A year after the book came out, perhaps what I feel most of all — I’m sure many of you agree — is that there aren’t a lot of adults in the room.
Certainly the ‘gentle singularity’ concept is naive if you take it seriously. Which coming from Altman you probably shouldn’t, as chances are (and I am hopeful that) he is lying.
Doubting that the intelligence explosion will happen at all? That’s reasonable. Thinking it would happen and be ‘gentle’? Absurd. We might survive and we might not, and we can disagree on our chances. It sure as hell wouldn’t be gentle.
Pliny warns us about em-dash abuse.
This week in takes that are 100% to age poorly:
Janan Ganesh: So, be doubtful when someone likens AI to the industrial revolution in importance.
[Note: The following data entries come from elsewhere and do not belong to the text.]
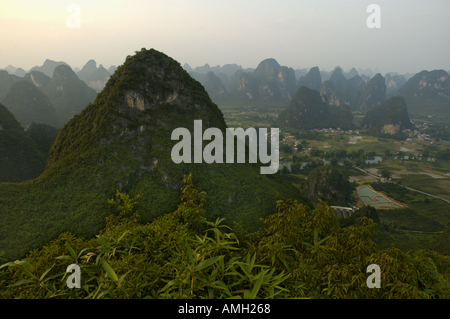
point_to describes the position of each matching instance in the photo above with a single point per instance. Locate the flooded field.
(375, 199)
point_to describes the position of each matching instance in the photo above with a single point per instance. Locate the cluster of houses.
(417, 134)
(338, 130)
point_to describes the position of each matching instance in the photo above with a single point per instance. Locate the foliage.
(298, 253)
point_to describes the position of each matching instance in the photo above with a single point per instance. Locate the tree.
(286, 149)
(385, 173)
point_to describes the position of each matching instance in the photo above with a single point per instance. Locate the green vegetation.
(390, 118)
(307, 110)
(112, 145)
(297, 253)
(29, 104)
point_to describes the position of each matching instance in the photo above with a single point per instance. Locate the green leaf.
(257, 286)
(65, 257)
(109, 270)
(21, 282)
(189, 253)
(45, 273)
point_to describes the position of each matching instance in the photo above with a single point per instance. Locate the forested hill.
(122, 141)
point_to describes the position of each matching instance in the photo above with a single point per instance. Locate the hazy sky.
(414, 34)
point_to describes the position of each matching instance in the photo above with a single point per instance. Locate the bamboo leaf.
(207, 263)
(71, 251)
(257, 286)
(21, 282)
(24, 264)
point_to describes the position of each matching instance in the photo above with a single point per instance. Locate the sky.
(414, 34)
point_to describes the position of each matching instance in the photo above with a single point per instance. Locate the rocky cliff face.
(328, 184)
(374, 93)
(123, 141)
(20, 159)
(68, 94)
(428, 92)
(389, 118)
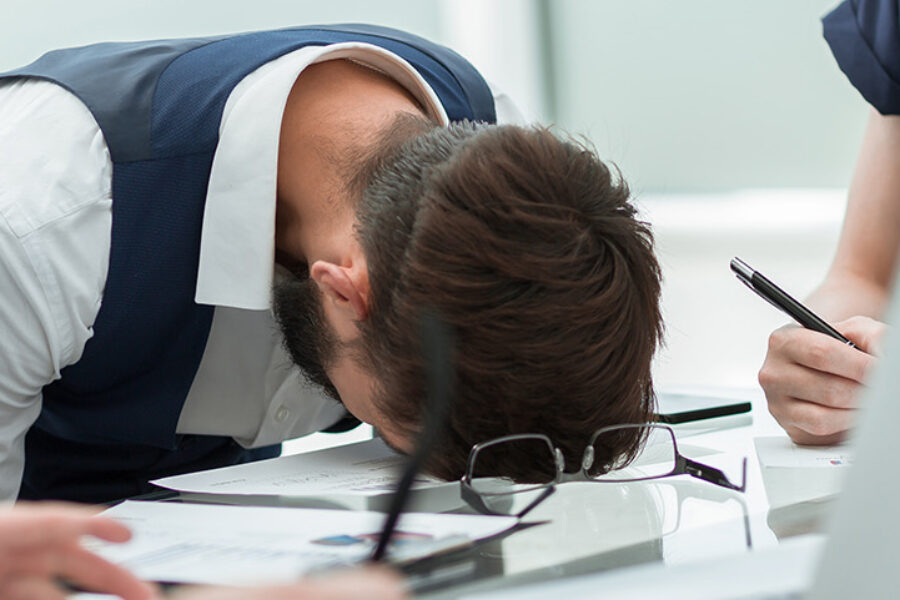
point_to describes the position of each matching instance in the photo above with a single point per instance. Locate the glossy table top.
(592, 527)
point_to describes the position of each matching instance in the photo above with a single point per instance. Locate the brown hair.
(527, 245)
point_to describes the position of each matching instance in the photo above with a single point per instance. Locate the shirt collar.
(237, 242)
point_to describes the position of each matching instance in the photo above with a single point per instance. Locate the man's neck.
(333, 114)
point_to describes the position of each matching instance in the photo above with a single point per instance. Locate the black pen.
(781, 300)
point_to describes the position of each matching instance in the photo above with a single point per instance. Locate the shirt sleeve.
(55, 220)
(507, 111)
(864, 36)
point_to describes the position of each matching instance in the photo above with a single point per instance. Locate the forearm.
(842, 295)
(860, 279)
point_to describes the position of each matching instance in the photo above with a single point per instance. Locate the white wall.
(686, 96)
(690, 95)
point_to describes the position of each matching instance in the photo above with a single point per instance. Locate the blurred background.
(730, 120)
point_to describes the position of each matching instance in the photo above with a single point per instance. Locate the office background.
(729, 119)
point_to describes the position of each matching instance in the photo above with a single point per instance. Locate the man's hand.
(812, 381)
(362, 584)
(39, 546)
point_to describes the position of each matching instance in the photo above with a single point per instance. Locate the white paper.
(363, 469)
(771, 572)
(780, 451)
(234, 545)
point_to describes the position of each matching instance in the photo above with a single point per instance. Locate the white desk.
(594, 527)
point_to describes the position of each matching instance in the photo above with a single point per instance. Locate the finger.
(865, 332)
(378, 584)
(94, 573)
(796, 382)
(820, 352)
(813, 419)
(30, 588)
(33, 526)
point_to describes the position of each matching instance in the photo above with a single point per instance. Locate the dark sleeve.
(864, 36)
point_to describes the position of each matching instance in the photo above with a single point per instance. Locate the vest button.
(282, 414)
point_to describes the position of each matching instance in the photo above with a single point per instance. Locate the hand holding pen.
(812, 374)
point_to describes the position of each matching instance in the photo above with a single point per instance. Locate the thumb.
(865, 332)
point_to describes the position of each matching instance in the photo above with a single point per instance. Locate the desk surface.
(594, 527)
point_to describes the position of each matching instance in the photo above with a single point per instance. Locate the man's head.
(528, 247)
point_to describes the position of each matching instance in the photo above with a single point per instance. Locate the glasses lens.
(633, 452)
(510, 474)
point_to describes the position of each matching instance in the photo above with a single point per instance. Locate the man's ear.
(346, 287)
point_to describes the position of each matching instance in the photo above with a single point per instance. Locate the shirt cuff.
(845, 29)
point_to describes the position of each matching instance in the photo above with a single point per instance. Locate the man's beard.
(297, 306)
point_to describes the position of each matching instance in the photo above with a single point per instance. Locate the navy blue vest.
(108, 425)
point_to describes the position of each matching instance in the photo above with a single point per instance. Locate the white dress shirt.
(55, 224)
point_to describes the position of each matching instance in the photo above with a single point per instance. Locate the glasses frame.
(682, 466)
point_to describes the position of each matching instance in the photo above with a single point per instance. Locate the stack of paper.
(357, 476)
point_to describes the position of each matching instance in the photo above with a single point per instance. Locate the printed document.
(235, 545)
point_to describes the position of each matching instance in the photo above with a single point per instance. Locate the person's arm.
(812, 381)
(860, 278)
(55, 221)
(362, 584)
(40, 548)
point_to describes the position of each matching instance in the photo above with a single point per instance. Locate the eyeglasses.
(651, 453)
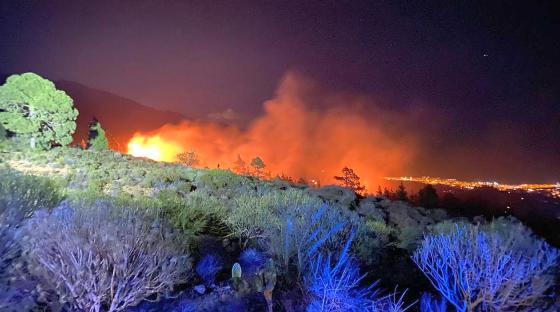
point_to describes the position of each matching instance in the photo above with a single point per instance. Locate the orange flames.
(292, 138)
(153, 147)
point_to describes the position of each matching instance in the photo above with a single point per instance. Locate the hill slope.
(119, 116)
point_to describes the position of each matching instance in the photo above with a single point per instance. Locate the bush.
(431, 304)
(372, 237)
(251, 260)
(20, 195)
(477, 269)
(256, 216)
(207, 268)
(192, 214)
(103, 257)
(336, 286)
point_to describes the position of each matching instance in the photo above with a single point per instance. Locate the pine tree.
(401, 193)
(351, 180)
(35, 112)
(189, 158)
(97, 140)
(258, 165)
(239, 166)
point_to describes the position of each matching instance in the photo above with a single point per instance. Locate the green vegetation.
(97, 140)
(96, 230)
(36, 112)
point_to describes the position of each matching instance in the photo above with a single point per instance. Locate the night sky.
(481, 80)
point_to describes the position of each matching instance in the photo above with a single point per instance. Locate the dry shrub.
(104, 257)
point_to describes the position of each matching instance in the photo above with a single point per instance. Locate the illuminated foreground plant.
(336, 286)
(475, 270)
(103, 258)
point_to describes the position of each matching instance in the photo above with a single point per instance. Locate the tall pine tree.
(97, 140)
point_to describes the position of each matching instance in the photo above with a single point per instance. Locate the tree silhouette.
(189, 158)
(427, 197)
(258, 166)
(351, 180)
(36, 112)
(239, 166)
(97, 140)
(401, 193)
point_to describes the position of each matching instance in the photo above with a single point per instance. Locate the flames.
(292, 138)
(153, 147)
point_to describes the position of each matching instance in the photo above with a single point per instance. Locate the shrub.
(430, 304)
(371, 239)
(20, 195)
(474, 269)
(304, 232)
(53, 119)
(208, 267)
(251, 260)
(336, 286)
(103, 257)
(192, 214)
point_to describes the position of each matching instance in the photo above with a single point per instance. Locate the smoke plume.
(304, 132)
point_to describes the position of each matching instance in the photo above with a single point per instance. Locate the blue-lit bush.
(208, 267)
(306, 231)
(251, 260)
(488, 270)
(336, 286)
(430, 304)
(103, 256)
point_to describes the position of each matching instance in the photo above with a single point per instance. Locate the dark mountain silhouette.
(120, 117)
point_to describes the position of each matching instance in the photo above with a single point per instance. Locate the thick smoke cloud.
(297, 140)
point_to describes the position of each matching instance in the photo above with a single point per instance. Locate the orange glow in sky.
(153, 147)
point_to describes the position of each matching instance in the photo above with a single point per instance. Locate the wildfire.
(291, 138)
(153, 147)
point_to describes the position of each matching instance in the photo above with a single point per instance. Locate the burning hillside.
(291, 138)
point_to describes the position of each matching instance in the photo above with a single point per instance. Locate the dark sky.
(489, 71)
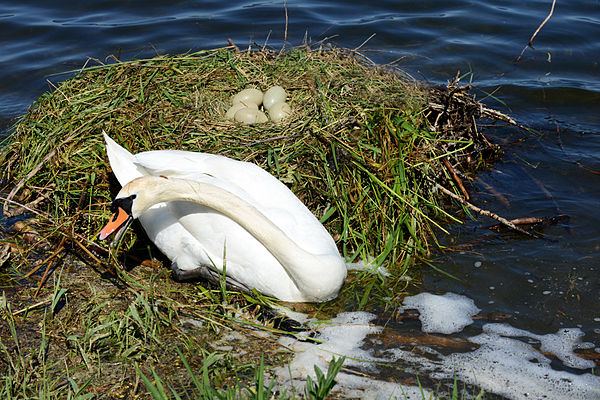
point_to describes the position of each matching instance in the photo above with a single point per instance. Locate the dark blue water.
(554, 88)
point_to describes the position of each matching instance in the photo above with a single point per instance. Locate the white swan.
(204, 211)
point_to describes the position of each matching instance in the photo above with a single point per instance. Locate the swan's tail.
(122, 162)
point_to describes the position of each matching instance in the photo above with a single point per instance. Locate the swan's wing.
(249, 182)
(122, 162)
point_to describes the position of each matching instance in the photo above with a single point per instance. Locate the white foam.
(343, 335)
(503, 364)
(561, 343)
(514, 369)
(447, 314)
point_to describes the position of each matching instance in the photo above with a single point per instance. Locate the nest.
(364, 148)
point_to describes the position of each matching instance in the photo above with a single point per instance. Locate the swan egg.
(274, 95)
(248, 96)
(280, 111)
(250, 115)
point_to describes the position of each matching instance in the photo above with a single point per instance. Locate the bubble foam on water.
(447, 314)
(503, 363)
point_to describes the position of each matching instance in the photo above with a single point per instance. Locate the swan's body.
(204, 211)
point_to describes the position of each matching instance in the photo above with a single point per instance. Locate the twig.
(31, 307)
(456, 178)
(232, 44)
(530, 43)
(487, 213)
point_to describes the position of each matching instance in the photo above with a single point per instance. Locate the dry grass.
(363, 150)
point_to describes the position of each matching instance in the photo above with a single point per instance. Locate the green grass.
(363, 150)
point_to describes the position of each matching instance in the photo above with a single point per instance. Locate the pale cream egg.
(250, 115)
(274, 95)
(248, 96)
(280, 111)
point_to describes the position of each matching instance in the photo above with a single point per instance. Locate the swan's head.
(122, 216)
(133, 199)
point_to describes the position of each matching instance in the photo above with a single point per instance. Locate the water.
(554, 88)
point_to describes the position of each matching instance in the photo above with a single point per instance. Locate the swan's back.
(246, 180)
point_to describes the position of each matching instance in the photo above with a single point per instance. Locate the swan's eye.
(124, 202)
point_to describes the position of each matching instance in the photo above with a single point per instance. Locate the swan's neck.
(318, 277)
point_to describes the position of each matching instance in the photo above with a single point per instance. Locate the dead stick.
(487, 213)
(530, 43)
(456, 178)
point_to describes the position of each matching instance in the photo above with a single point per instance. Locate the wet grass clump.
(365, 149)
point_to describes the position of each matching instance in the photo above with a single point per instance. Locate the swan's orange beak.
(119, 221)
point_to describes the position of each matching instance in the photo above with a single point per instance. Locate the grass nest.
(364, 148)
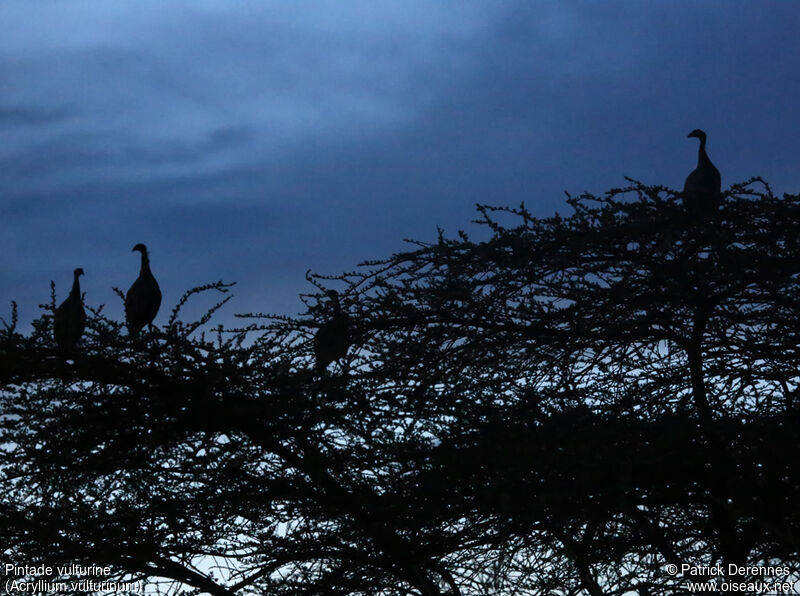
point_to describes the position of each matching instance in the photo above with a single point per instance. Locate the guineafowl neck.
(702, 156)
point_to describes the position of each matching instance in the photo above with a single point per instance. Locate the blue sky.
(250, 141)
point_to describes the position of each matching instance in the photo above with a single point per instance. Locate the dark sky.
(250, 141)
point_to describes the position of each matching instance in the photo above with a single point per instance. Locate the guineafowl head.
(698, 134)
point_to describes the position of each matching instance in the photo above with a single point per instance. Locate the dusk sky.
(250, 141)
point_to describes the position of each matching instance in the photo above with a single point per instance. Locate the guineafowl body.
(333, 336)
(144, 296)
(701, 191)
(69, 319)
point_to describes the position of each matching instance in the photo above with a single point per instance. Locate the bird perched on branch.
(144, 296)
(701, 191)
(69, 319)
(333, 336)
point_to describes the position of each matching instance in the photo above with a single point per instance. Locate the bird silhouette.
(333, 336)
(69, 319)
(701, 191)
(144, 296)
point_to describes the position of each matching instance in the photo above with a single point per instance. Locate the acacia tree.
(566, 407)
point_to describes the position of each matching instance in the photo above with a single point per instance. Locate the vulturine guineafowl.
(701, 191)
(144, 296)
(333, 336)
(69, 319)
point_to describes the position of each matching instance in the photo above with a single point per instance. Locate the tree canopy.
(567, 406)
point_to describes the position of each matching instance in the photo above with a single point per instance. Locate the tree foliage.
(567, 406)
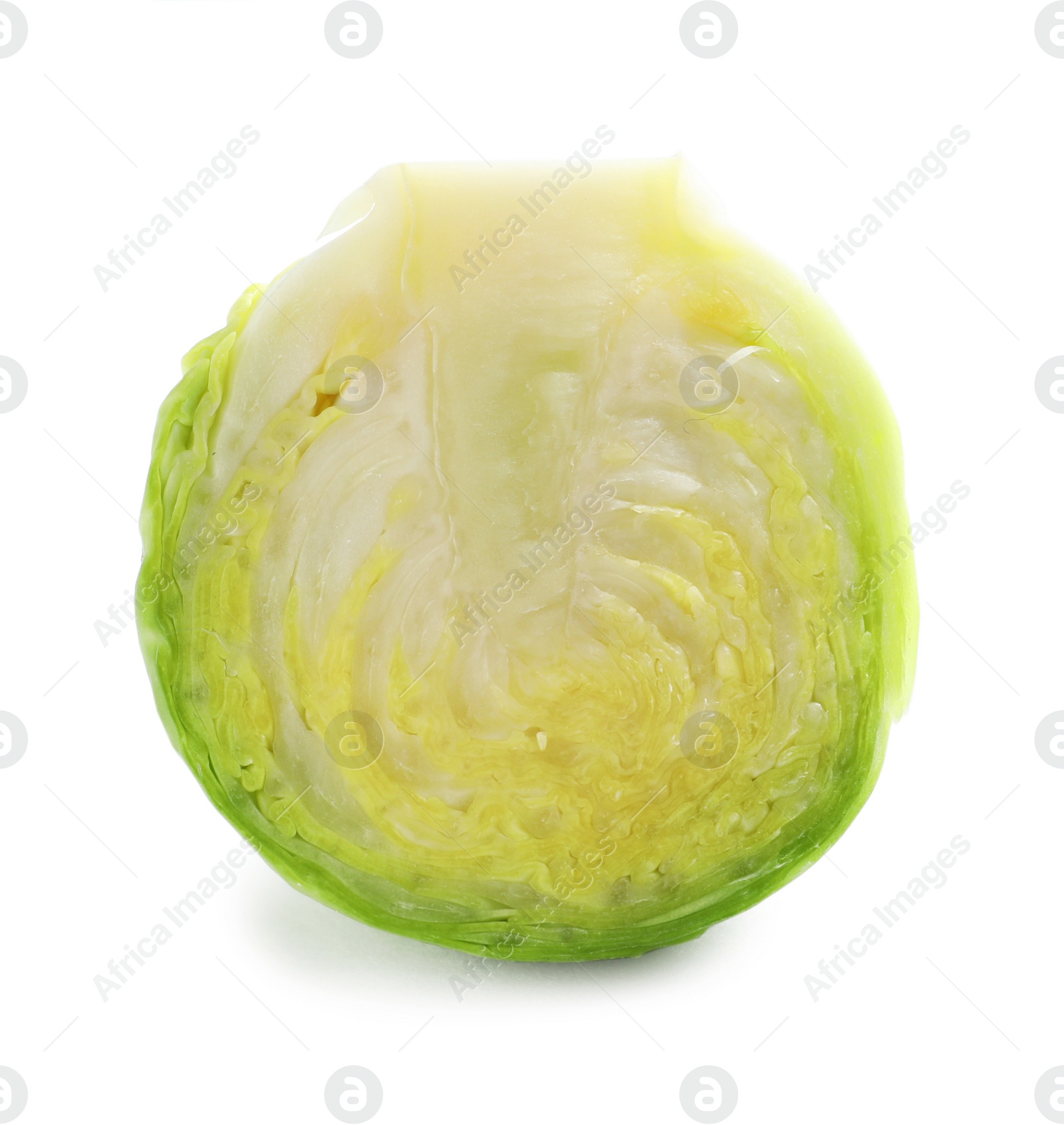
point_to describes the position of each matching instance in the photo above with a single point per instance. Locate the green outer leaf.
(815, 349)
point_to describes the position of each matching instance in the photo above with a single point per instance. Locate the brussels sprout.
(527, 569)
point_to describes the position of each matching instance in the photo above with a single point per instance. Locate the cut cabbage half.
(527, 569)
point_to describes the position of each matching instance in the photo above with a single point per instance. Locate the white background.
(819, 107)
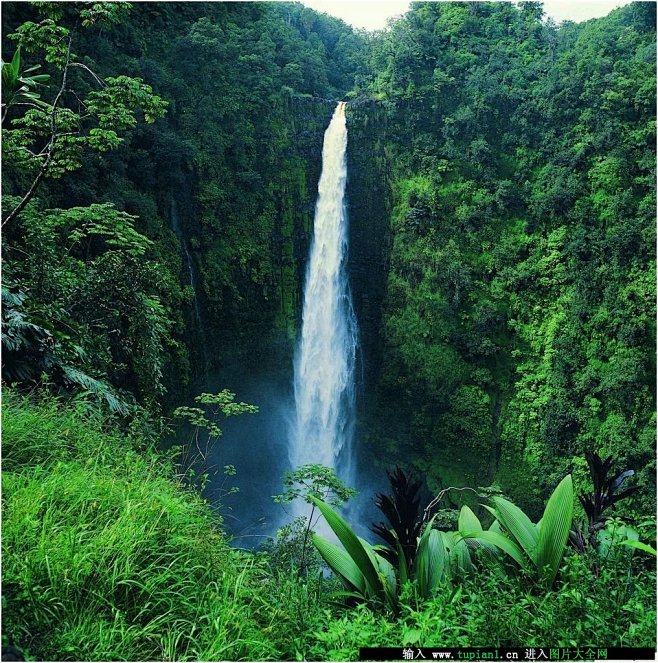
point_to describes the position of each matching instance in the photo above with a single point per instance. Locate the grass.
(106, 556)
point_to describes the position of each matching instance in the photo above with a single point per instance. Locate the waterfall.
(325, 356)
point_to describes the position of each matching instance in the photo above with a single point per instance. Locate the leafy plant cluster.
(518, 328)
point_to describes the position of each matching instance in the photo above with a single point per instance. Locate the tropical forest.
(324, 343)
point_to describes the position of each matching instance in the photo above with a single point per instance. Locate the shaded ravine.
(323, 426)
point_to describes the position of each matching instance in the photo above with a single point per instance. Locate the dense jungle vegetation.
(160, 166)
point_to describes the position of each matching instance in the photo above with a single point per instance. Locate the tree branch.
(50, 146)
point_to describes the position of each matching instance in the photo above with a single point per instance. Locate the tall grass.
(106, 558)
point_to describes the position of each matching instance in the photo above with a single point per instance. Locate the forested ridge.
(160, 169)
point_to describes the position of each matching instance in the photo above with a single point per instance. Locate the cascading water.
(325, 358)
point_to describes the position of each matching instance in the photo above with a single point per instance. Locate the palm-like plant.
(443, 557)
(605, 494)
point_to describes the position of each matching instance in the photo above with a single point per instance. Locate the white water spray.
(325, 357)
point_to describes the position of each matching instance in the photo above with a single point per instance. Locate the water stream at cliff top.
(323, 426)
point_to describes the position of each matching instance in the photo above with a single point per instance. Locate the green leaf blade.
(554, 531)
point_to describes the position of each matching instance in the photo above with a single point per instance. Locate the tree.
(48, 137)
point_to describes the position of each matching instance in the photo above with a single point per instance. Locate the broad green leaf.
(468, 520)
(353, 546)
(518, 525)
(554, 533)
(340, 563)
(640, 546)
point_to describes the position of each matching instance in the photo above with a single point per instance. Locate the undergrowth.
(108, 556)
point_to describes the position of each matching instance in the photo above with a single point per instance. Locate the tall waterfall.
(325, 357)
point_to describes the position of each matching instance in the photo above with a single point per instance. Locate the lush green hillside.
(160, 167)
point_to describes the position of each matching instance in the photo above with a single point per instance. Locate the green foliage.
(487, 610)
(107, 557)
(314, 482)
(540, 545)
(222, 402)
(518, 328)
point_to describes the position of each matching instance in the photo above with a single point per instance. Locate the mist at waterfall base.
(312, 420)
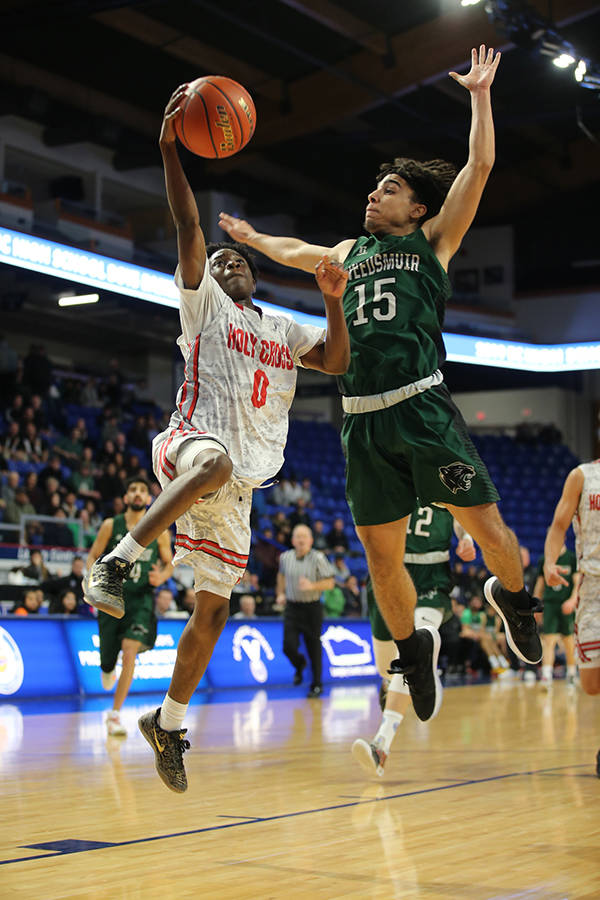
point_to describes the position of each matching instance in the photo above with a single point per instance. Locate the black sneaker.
(421, 677)
(169, 747)
(103, 585)
(299, 671)
(519, 624)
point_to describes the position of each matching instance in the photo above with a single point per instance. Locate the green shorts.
(138, 624)
(555, 621)
(432, 599)
(412, 454)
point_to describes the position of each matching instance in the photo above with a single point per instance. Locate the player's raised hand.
(172, 111)
(331, 277)
(238, 229)
(483, 69)
(553, 575)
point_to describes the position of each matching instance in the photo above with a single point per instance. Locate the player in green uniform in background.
(406, 443)
(427, 559)
(560, 602)
(136, 630)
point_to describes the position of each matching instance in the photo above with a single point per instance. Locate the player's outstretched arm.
(333, 356)
(285, 250)
(563, 515)
(446, 230)
(190, 240)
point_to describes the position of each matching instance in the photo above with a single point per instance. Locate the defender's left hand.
(483, 69)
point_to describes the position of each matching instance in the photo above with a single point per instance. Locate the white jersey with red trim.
(586, 523)
(240, 376)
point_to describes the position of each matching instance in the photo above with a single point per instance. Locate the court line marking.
(76, 845)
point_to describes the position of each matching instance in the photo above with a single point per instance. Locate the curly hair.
(213, 247)
(430, 181)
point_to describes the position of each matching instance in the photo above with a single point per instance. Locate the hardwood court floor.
(497, 798)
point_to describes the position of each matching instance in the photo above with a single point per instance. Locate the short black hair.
(212, 248)
(430, 181)
(136, 479)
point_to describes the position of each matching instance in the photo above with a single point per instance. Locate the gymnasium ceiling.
(339, 86)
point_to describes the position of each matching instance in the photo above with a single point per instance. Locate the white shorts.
(587, 622)
(213, 535)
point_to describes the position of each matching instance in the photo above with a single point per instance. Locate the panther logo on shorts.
(457, 476)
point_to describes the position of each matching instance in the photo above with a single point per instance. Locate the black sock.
(519, 599)
(408, 649)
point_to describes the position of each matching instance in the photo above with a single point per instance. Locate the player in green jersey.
(136, 631)
(406, 444)
(560, 602)
(427, 560)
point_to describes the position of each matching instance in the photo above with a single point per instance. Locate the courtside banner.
(46, 656)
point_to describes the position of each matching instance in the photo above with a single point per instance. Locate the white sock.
(126, 549)
(389, 725)
(172, 714)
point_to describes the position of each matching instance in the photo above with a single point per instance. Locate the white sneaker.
(113, 724)
(108, 679)
(369, 757)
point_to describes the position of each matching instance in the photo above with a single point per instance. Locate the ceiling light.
(563, 61)
(78, 299)
(580, 70)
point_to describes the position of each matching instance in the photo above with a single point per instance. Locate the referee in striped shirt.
(303, 575)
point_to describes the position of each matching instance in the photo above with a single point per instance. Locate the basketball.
(217, 119)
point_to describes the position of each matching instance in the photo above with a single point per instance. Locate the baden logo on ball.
(218, 117)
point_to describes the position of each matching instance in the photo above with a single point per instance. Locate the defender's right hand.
(172, 111)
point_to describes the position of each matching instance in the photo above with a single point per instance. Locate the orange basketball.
(218, 117)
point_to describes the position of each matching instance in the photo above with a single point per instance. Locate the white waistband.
(372, 402)
(427, 559)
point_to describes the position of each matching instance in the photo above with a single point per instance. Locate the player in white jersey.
(580, 504)
(226, 436)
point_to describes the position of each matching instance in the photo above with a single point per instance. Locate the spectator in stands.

It will do well to match even the telephone and the incandescent lightbulb. (Incomes really surged as 1900 approached.)
At this point I can’t help but laugh but seriously what the hell is going on in the UK?
Andy Masley: What is happening in the UK? What is in the water? A wifi router uses as much power as a single LED bulb!
If you were thinking the UK was going to be a winner in this whole AI thing? Not with this attitude they won’t be.
If we never fund anything dumb, we’re not funding enough things.
Gergely Orosz: I cannot help but feel we’re hitting peak AI hype, when investors are willingly being take for a ride:
A mattress company raising funding to use AI to “fix sleep”
A startup to add AI inside jewelry
Two examples that both sound ridiculous but raised funding. Not my money…
I mean congrats to founders convincing investors to part with money to solve problems that either don’t exist or in a way that make no sense.
Peak hype is usually when usually un-fundable ideas (that make no business sense) still get funded, thanks to investors having FOMO (and money)
I don’t see any problem with these ideas? Jewelry with built in features seems cool? Using AI to ‘fix sleep’ doesn’t seem obviously dumb either? But also of course in any boom there will be some stupid things funded. Enjoy it.
The Mamluks as an almost too perfect Yudkowsky-style alignment failure, where you set up a whole supersystem so that your warriors will stay loyal while finding ways to upgrade their capabilities, and they manage to coordinate and take power anyway. Fun stuff. This is actually the best case scenario, as under their rule the Mongols were fought back and by all reports Egypt flourished, so long as you don’t mind a bunch of immigration, because there was multipolar balance among the Mamluks after takeover, the part about not being able to create hereditary power survived the transition and they were humans so they aged and died, and they couldn’t replace the production of the population. If only we could count on those conditions this time around.
Oh look, it’s the alignment plan!
Jessica Livingston (via Paul Graham): I’m not going to panic now. I’ll see how things go and then panic first thing tomorrow.